DRIP waveforms control PAPR while producing multi-target beampatterns and low multi-user interference for ISAC.

A machine-rendered reading of the paper's core claim, the machinery that carries it, and where it could break.

The paper introduces DRIP as a family of discrete-time space-time sequences for integrated sensing and communications. These sequences are shaped so they meet a chosen peak-to-average power ratio while their beampatterns focus energy on several directions and suppress interference, resembling classic radar chirps. For the communication side the same sequences are optimized to reduce interference among multiple users for different signal constellations. A block cyclic coordinate descent procedure is presented to solve the non-convex design problem and is claimed to reach an optimal waveform.

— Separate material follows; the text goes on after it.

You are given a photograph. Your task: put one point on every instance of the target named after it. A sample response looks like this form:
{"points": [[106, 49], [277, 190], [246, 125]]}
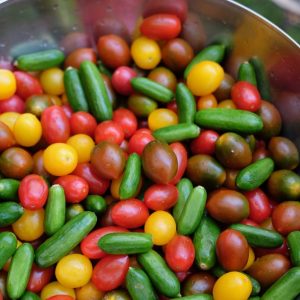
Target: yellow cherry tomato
{"points": [[8, 84], [89, 292], [30, 226], [145, 53], [205, 77], [162, 226], [74, 271], [83, 144], [60, 159], [232, 286], [9, 118], [52, 81], [162, 117], [55, 288], [27, 130]]}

If the construction succeeds, a single waveform family can be used for both sensing and communication tasks without violating transmitter power limits.

Core claim

DRIP waveforms are constructed to satisfy prescribed PAPR constraints, exhibit desired beampatterns for multi-target sensing that resemble radar chirps, and minimize multi-user interference for communication. The design is achieved through a block cyclic coordinate descent algorithm that handles the non-convex optimization and converges to an optimal solution, as validated by simulations showing superior performance and favorable trade-offs.

What carries the argument

DRIP waveform family, generated by dual beam-similarity aware optimization under PAPR control and solved via block cyclic coordinate descent.

If this is right

  • The waveforms can simultaneously target multiple desired directions while suppressing interference for multi-target sensing.
  • They closely resemble radar chirps while satisfying the PAPR specification.
  • Multi-user interference is minimized across a range of constellations for the communication function.
  • The block cyclic coordinate descent procedure converges to an optimal ISAC solution under the stated constraints.
  • Dynamic adjustment of PAPR becomes possible without redesigning the entire waveform family.

Where Pith is reading between the lines

These are editorial extensions of the paper, not claims the author makes directly.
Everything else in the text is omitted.